As for the labels, the extraction of mentions of the concept due to rules is canceled if kill lists are triggered by the same scope (for example, the same sentence) in which mentions were found.
You manage advanced extraction rules in the Advanced extraction tab of the Edit concept panel.
Create
To create a new rule:
- If it's the first rule, select Create rule near the center of the page.
-
If other rules are already defined, select the plus button under Advanced extraction rules.
Note
If you are editing an existing rule, first select Back to the left of the rule name to return to the list of rules.

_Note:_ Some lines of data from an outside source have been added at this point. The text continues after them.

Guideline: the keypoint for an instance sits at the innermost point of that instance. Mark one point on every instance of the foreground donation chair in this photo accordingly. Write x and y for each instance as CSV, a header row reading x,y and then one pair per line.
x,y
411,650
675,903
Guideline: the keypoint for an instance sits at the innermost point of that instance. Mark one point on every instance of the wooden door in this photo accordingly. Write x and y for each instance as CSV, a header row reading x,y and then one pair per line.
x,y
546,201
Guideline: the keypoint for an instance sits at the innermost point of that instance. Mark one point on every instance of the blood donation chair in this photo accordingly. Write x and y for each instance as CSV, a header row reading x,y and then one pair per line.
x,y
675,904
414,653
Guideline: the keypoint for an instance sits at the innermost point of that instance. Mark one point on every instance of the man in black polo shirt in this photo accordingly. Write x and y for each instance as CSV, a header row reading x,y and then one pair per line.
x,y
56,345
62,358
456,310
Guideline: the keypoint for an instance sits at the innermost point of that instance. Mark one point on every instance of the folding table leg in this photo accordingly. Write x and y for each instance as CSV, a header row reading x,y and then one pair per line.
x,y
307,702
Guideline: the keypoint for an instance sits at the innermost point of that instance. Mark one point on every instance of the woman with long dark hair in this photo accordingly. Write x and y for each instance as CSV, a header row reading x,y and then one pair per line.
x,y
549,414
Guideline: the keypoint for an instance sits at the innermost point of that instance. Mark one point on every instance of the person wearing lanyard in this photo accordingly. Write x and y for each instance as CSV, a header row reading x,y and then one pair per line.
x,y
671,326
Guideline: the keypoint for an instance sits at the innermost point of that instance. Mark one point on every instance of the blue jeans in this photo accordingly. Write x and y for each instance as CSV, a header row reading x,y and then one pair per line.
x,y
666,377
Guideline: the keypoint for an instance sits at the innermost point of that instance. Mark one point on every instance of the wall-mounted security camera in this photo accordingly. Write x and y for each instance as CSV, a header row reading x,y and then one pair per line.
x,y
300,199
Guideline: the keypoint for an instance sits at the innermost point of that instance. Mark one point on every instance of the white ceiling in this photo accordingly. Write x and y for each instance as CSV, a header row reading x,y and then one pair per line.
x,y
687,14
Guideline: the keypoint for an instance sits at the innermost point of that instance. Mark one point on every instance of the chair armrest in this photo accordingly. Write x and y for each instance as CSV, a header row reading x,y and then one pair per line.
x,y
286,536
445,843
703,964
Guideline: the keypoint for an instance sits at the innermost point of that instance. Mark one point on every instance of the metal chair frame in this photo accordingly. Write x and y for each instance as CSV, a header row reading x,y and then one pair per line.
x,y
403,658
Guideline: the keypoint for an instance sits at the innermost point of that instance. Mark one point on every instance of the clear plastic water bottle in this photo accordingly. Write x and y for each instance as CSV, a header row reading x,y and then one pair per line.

The Create rule dialog appears. Enter the name of the rule and select Save. The system chooses a name for the rule if you omit it: the focus goes to the rule editor.
Info
Multiple rules are implicitly combined with the Boolean OR operator: it's enough that one of them is triggered to achieve their effect.
Define
You define a rule in the editor which opens automatically in the Advanced extraction tab of the Edit concept panel after you create a new rule or when you edit an existing rule.
The scope of the rule is the text extension within which the condition is checked. It can be a clause, one or more consecutive sentences or an entire paragraph.
Choose the scope from Rule scope. In the case of sentences you must also specify how many by setting Multiplier.
The body of the rule is its condition which is made up of operands combined by operators. An operand can be one or more of:
- Another taxonomy concept alone or a whole sub-tree of concepts
- A rule concept
- A rule concept entity
Note
As stated above, you are free to reference rule concept entities in the rule, so it is not mandatory to group rule concept entities into rule concepts and then use rule concepts in rules.
Hence consider using rule concepts only when you need to reference the same set of rule concept entities in the advanced extraction rules of multiple concepts.
If an operand consists of multiple elements, these elements are implicitly combined with each other with the Boolean operator OR.
- To define an element of an operand, type at least two characters in the Select field: all the taxonomy concepts, rule concepts and rule concept entities with matching names will be listed and you can choose the one you are interested in from the list.
- If you want to use any concept in a sub-tree, after you choose a taxonomy concept check Include subentities on the right of it.
- To delete an element of an operand, select the X icon to the right of it.
- To add an element, select the plus button above the first element of the operand: a new Select field appears, proceed as above to fill it.
After defining an operand, you can choose the operator that links it to any subsequent operand. The operator is chosen from the button panel under the operand and once the choice has been made:
- The button panel is replaced by the chosen operator.
- The visual builder of the new operand appears below the operator.
To go back to the operator choice, select the operator name.
Note
The DISTANCE operator has two parameters, Min and Max, which represent the minimum and maximum distance between the text tokens corresponding to the two operands.
The rule is automatically saved after each change.
If at least two operands are defined, to delete one, select the trash bin icon to the right of the operand name.
Set rules as alternative to labels
To ignore concept labels and only use the rules to identify—and, possibly, extract—mentions of the concept, turn on Rule extraction only.
In this mode all labels are ignored, and basic extraction settings are ignored too.
Edit
To edit an existing rule select the pencil icon to the right of the rule strip inside the list of rules.
Note
If you are already editing a rule, select Back to the left of the rule name to return to the list of rules.
Inspect
The INSPECTOR panel, on the right edge of the page, contains two tabs:
- Guide: a guide to scopes and operators
- Inspector: contextual information about the item selected in the adjacent panel, possibly with navigation shortcuts
To toggle the INSPECTOR panel select the expand and collapse icons at the top of the panel.
Delete
To delete a rule select the trash bin icon to the right of the rule strip inside the list of rules.